Introduction: More than 95% of cases of Congenital Adrenal Hyperplasia (CAH) are due to 21-hydroxylase deficiency. This enzyme deficiency can present as either severe classic form or the non classic form. Severe classic forms present early in life and include the salt wasting and simple virilising types. Data regarding the clinical profile and particularly follow up of the neonates admitted with this deficiency are lacking in developing countries.
Aim: To study the clinical profile, predictors of outcome and anthropometric parameters at follow up of neonates admitted with classical 21-hydroxylase deficiency.

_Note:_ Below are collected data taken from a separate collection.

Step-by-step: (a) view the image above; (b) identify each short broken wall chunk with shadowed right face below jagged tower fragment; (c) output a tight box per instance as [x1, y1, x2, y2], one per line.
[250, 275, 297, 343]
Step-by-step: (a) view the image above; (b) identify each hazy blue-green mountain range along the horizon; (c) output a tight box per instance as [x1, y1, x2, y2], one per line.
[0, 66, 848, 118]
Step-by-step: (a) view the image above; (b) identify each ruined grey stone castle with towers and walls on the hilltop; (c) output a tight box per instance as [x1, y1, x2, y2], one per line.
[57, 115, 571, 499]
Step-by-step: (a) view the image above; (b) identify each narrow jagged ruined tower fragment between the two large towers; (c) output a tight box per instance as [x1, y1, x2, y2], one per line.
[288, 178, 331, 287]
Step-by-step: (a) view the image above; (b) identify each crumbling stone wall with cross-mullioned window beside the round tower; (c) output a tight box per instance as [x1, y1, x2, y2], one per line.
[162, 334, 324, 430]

Materials and Methods: This observational study (retrospective part for clinical profile and predictors of outcome, prospective cross-sectional assessment of height, weight, z scores and adequacy of treatment on follow up) included 40 neonates admitted with classical 21-hydroxylase deficiency to newborn ward of Institute of Child Health, Tertiary Neonatal Teaching Hospital in Chennai, South India from September 2006 to September 2016. Descriptive statistics were used to describe baseline variables.
Results: Out of 40 neonates, 22 presented with salt wasting and 18 with simple virilising type. Five babies were lost to follow up. Eight babies with the salt wasting and one with simple virilising form of CAH passed away on follow up. Presence of shock/severe dehydration, hyponatraemia (Na<125), weight loss in the salt wasting group at admission was not statistically significant predictors of their death. Poor compliance to medication was significantly higher in the parents who lost their children on follow up. Twenty-six children were present for recording anthropometric data after all the losses to follow up.
Conclusion: A high index of suspicion of CAH in babies with typical clinical features will prevent any delay in diagnosis and treatment. Not only the acute management, but adequate counseling, compliance to medication and growth monitoring are also of utmost importance in managing these children.